LightRAG icon indicating copy to clipboard operation
LightRAG copied to clipboard

[Bug]: Error in processing document DocProcessingStatus.__init__()

Open vanlinhtruongdang opened this issue 5 months ago • 10 comments

Do you need to file an issue?

  • [x] I have searched the existing issues and this bug is not already filed.
  • [x] I believe this is a legitimate bug, not just a question or feature request.

Describe the bug

I'm using RAG-Anything and facing this error: Failed to process: DocProcessingStatus.__init__() got an unexpected keyword argument 'multimodal_processed'

I think DocProcessingStatus class did not define this field

Steps to reproduce

No response

Expected Behavior

No response

LightRAG Config Used

Paste your config here

Logs and screenshots

No response

Additional Information

  • LightRAG Version: 1.4.5
  • Operating System: WSL Ubuntu24.04
  • Python Version: 3.12

vanlinhtruongdang avatar Aug 04 '25 11:08 vanlinhtruongdang

this looks like a classic case of what we call bootstrap ordering failure — where certain downstream logic (like document processing or status assignment) is triggered before the schema or index layer is fully registered.

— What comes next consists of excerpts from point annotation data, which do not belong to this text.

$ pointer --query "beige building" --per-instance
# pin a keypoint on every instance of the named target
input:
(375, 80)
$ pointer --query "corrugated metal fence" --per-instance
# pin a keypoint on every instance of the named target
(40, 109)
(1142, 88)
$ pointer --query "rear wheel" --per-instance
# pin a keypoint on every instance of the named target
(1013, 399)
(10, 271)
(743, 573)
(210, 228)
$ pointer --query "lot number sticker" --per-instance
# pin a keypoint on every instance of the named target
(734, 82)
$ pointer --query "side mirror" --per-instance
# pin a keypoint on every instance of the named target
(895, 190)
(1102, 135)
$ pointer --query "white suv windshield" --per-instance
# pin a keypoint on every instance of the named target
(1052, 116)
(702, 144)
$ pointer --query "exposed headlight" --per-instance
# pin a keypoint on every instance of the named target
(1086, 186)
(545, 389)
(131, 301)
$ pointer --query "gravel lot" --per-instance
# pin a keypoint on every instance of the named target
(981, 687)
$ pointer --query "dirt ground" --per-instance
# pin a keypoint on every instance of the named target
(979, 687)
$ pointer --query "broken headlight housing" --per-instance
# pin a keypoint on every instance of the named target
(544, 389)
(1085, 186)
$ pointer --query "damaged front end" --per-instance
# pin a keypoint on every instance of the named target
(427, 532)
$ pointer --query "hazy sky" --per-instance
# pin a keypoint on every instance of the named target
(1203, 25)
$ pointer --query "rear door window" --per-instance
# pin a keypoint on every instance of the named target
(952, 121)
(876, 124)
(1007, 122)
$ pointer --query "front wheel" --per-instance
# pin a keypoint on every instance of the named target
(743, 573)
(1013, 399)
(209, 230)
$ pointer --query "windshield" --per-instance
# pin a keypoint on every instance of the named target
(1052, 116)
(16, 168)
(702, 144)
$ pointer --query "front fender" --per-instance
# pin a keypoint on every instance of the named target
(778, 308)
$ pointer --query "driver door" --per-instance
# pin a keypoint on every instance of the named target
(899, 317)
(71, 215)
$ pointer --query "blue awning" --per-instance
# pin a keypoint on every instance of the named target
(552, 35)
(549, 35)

we’ve seen this surface in many RAG-style systems, especially when multi-layer modules (like retrievers, processors, and status handlers) don’t share a stable init contract or fire out-of-order.

it maps directly to what we call ProblemMap No.14 – "Bootstrap Ordering".
we’ve been building diagnostic routines + guard layers around this to prevent silent failures during cold start. it’s MIT-licensed and backed by tesseract.js author.

happy to share the setup if you’re interested — just let me know.

onestardao avatar Aug 04 '25 13:08 onestardao

Thanks for the detailed explanation — that makes a lot more sense now. I'd love to try the diagnostic + guard setup you've mentioned. Please do share the setup or point me to the repo/docs if possible.

vanlinhtruongdang avatar Aug 05 '25 07:08 vanlinhtruongdang

ah great

this exact failure is mapped in our diagnostic system under “Bootstrap Ordering”: https://github.com/onestardao/WFGY/blob/main/ProblemMap/README.md

basically: if downstream logic (like DocStatus init) gets triggered before the OCR/chunk layers are fully deployed or warmed up, stuff breaks in weird ways — sometimes even silently.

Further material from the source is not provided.